The couple met at Mimmo’s Italian Village in Little Italy when both were on their lunch breaks. One look was all it took. “I’m going to marry that man,” she remembers telling her 10News photographer. “It was like a lightning bolt.” Connelly was also smitten. “I told my buddy, ‘Don’t let her walk out without me talking to her. I‘m going to marry her.’” She gave Connelly her business card before leaving and invited him to call. By the time she returned to the newsroom, a big bouquet of roses was waiting for her with a card that read: “I just want to brighten your day the way you brightened mine. Love, Brian.” They married 15 months later.
But soon after their wedding, Reynolds’ mom, MaryKay, was diagnosed with an aggressive form of breast cancer at just 50 years old. Although treated successfully with chemotherapy, the cancer returned six years later. This time her mother decided not to undergo chemo, preferring to live out her remaining days at home in Los Angeles with live-in care, surrounded by her dogs, children, and grandchildren. Reynolds went part-time at work, driving to L.A. to help while she and Connelly also raised two young boys. “My mother had limited time left with us,” she recalls, “but that time was spent exactly where she wanted to be, at home.” Working with inspiring caregivers changed Reynolds’ life. “The experience made me want to change my career to deliver the kind of professional, compassionate care my mom received,” she says. She left television, founding At Home Nursing Care in Encinitas and Los Angeles to help other families find high quality in-home care for their loved ones.
The COVID-19 pandemic has created monumental difficulties for the elderly and caregivers, both in nursing homes and in patients’ own homes. Reynolds says her staff rose to the challenges. “I’m tremendously proud that my staff continued to work,” she reflects. “No one abandoned their client. Plus, only a few of our clients and caregivers contracted COVID-19 last December when community spread was rampant.” One of the caregivers spent two weeks in quarantine with a client in her 90s who had contracted the virus. The client recovered; the caregiver never got the disease. Reynolds says she and most of her staff and clients have now been vaccinated. “The science shows they work, and after 100 million people have been vaccinated in the U.S., fear about vaccines is decreasing,” she notes. At Home Nursing Care practices infection control, mask wearing, and safe distancing when practical.
Connelly, meanwhile, has faced other challenges over the last year when the real estate market ground to a halt in March 2020. It has since become red hot. “When companies started allowing people to work from home, it changed the entire landscape,” he says. “People now had the option to live anywhere, and they wanted more space, the natural social-distancing of the suburbs. This prompted people to move from more densely populated cities for homes with larger spaces, both inside and out.”

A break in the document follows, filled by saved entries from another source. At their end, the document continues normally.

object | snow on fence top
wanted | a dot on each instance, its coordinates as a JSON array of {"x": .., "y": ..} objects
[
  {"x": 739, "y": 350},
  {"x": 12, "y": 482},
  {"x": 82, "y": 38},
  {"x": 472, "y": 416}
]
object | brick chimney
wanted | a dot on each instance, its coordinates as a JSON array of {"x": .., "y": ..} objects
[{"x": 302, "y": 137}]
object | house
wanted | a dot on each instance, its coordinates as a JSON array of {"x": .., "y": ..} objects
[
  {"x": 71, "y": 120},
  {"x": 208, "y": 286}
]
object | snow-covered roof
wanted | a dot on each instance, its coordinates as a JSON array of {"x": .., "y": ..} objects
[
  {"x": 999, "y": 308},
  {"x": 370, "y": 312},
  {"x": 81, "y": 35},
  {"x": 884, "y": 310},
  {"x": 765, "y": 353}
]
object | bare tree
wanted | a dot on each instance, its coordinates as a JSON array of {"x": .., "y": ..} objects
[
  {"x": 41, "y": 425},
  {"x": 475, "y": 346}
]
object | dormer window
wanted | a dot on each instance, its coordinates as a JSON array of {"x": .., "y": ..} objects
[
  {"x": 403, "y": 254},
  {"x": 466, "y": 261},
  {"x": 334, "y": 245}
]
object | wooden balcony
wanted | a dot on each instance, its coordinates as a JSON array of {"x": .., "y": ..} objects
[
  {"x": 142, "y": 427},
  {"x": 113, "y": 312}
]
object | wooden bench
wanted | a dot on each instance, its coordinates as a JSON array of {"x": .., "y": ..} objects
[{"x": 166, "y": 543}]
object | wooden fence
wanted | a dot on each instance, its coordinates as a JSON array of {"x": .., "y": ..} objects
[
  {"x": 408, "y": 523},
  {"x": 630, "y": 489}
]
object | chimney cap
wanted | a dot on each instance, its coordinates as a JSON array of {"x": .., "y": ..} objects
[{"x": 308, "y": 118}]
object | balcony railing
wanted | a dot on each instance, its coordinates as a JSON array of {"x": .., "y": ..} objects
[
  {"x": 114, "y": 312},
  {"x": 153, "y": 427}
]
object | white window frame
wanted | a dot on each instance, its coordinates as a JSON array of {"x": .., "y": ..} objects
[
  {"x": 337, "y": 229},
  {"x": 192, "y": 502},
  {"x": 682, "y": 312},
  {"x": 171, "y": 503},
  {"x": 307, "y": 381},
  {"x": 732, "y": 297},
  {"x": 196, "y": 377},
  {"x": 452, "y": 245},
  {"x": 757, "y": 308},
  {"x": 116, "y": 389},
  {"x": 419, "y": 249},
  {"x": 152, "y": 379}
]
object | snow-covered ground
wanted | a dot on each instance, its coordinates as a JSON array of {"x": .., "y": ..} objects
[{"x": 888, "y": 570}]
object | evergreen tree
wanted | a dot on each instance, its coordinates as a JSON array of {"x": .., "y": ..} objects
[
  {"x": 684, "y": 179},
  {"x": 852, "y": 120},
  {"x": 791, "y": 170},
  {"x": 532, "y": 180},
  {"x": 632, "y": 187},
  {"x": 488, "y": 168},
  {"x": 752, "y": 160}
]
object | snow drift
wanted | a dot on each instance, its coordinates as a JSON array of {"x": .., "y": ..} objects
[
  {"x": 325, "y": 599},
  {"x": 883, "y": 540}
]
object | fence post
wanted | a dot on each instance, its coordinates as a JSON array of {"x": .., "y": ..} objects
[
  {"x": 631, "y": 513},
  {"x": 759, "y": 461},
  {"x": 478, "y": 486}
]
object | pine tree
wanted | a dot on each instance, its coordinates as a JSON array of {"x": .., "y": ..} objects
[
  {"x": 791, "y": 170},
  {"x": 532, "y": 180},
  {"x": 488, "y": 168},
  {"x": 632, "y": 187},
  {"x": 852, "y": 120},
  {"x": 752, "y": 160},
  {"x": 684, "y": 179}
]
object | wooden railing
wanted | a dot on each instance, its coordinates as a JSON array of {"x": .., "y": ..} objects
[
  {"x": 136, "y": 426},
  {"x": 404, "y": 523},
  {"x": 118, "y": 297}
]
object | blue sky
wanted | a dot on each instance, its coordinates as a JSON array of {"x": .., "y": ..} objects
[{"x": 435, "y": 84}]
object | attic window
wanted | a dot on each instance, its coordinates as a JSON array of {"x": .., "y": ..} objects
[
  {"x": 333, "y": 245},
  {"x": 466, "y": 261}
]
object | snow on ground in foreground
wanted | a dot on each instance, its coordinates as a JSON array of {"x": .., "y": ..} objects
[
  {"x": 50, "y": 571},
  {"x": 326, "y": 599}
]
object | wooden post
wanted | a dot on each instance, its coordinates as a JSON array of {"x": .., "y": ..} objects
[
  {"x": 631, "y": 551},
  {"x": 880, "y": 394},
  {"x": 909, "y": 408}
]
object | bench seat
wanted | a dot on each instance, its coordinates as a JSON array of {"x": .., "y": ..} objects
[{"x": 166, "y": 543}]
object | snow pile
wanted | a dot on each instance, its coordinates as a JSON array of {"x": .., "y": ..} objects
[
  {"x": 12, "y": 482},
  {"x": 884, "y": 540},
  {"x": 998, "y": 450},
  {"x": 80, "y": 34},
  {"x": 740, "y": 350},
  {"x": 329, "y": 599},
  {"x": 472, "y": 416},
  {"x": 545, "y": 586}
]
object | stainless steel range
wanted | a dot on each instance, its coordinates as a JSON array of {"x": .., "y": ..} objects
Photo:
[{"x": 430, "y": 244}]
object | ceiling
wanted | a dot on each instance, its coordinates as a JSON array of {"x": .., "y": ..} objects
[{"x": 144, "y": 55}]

Because open houses are banned, there aren’t “lookie-loos” trying to find homes. “So only serious buyers are out looking,” he says. “Everyone must sign COVID-19 release forms before each showing, and more often than not, proof of funds is required before gaining access to the house.” The result is increased competition, higher home prices, and a dwindling inventory.
The couple has been involved with local philanthropies including The Rancho Santa Fe Rotary Club, where Reynolds chaired the annual Taste of Rancho Santa Fe, and The Country Friends, where she co-chaired the Giving Hearts Gala. The San Diego North Chamber of Commerce named Reynolds “Entrepreneur of the Year” in 2013. The couple has since launched the At Home Nursing Care Foundation to provide scholarships for those who want to become certified nursing assistants and home health aides. Reynolds serves on the board of directors of the California Association for Health Services at Home (CAHSAH).
As Mother’s Day approaches, the couple looks back lovingly on the mothers they both lost to cancer. Connelly’s mother, Marge, died at the age of 70, just four months before MaryKay. “When she died, I was heartbroken for a year,” Reynolds says of her mother. “But she told me, ‘Don’t be sad for too long. Get on with your life because life is for the living.’ I know she’s looking down on me and she’s proud of the service that I try to provide for others. I want people to experience the comfort and care my mom experienced. And that’s what drives me every day.”